Fair Game

If $p_A$ is Alice's probability and $p$ is the probability of flipping head,

$p_A=p+(1-p)p^2+(1-p)^2p^3+...=\displaystyle\sum_{x=0}^\infty(1-p)^xp^{x+1}$

because Alice wins if occurs H or THH or THTHH and so on, where H means Head and T means Tail.
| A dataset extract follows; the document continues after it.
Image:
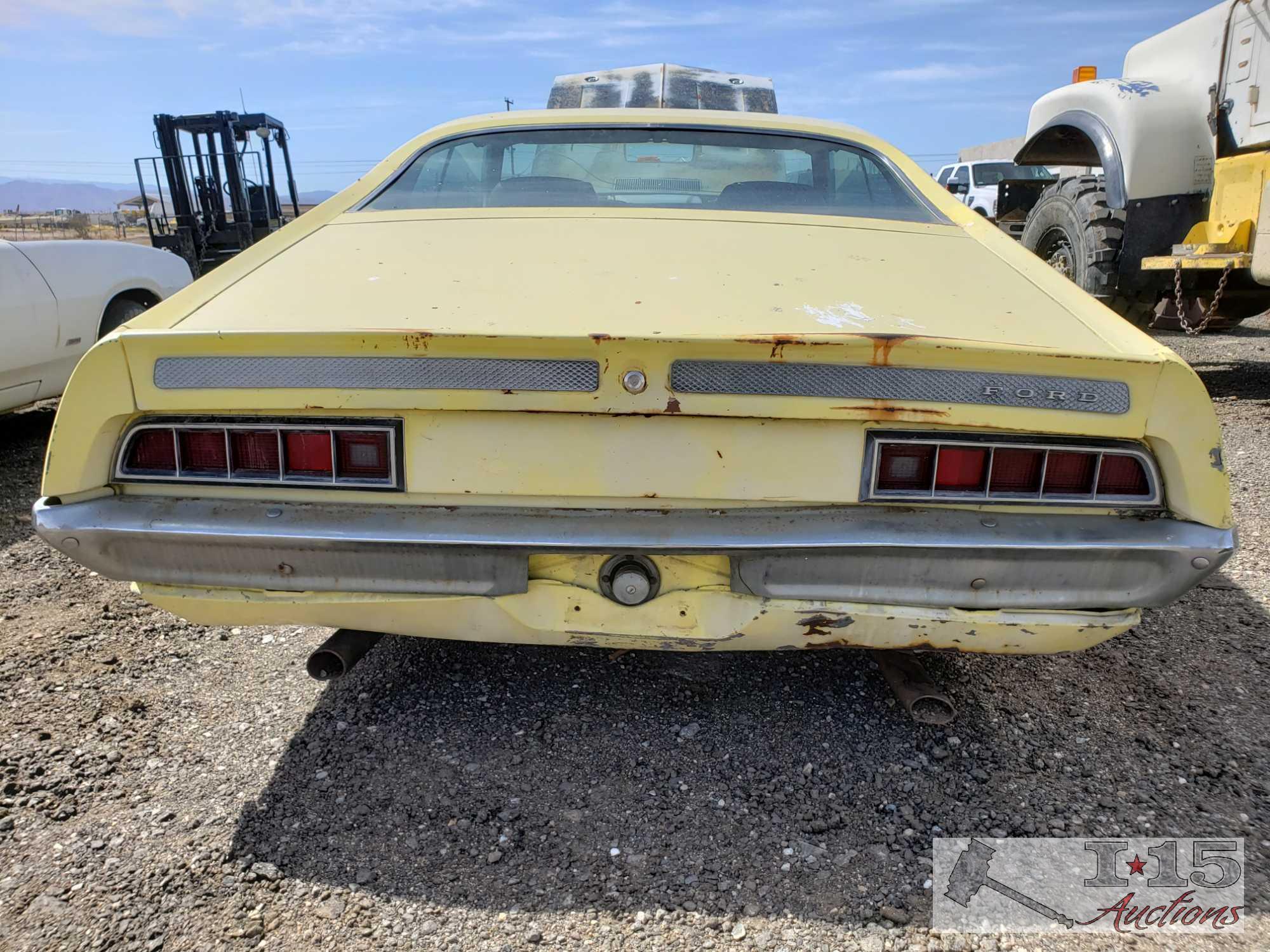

So let's solve the series:

$\displaystyle\sum_{x=0}^\infty(1-p)^xp^{x+1}=p\displaystyle\sum_{x=0}^\infty(1-p)^xp^x=p\displaystyle\sum_{x=0}^\infty((1-p)p)^x=p\frac{1}{1-(p-p^2)} \equiv\frac{1}{2}$

And now let's solve for $p$ :

$p^2-3p+1=0$

$p_1=\frac{3-\sqrt5}{2}\;\vee \; p_2=\frac{3+\sqrt5}{2}$

The only valid solution is $p_1$ because $p_2>1$ . Therefore $p=\frac{3-\sqrt5}{2}\simeq\boxed{38.19\%}$

Condition the problem on the outcome of the first one or two tosses. If Alice throws H, she wins. If Alice throws H and Charlie T, he wins. If Alice throws H and Charlie throws H as well, we are back at the original state, with Alice about to roll again. Thus, if the probability of throwing H is $p$ and if the probability that Alice wins is $q$ , then $\begin{aligned} q & = \; p \times 1 + (1-p)(1-p)\times0 + (1-p)p \times q \\ q & = \; \frac{p}{1 - p(1-p)} \end{aligned}$ Since we want $q=\tfrac12$ we obtain $p^2 - 3p + 1 = 0$ , and so $p = \tfrac12(3 \pm\sqrt{5})$ . Only $p = \tfrac12(3-\sqrt{5})$ is a valid probability, making the answer \boxed{38.19660113\} %.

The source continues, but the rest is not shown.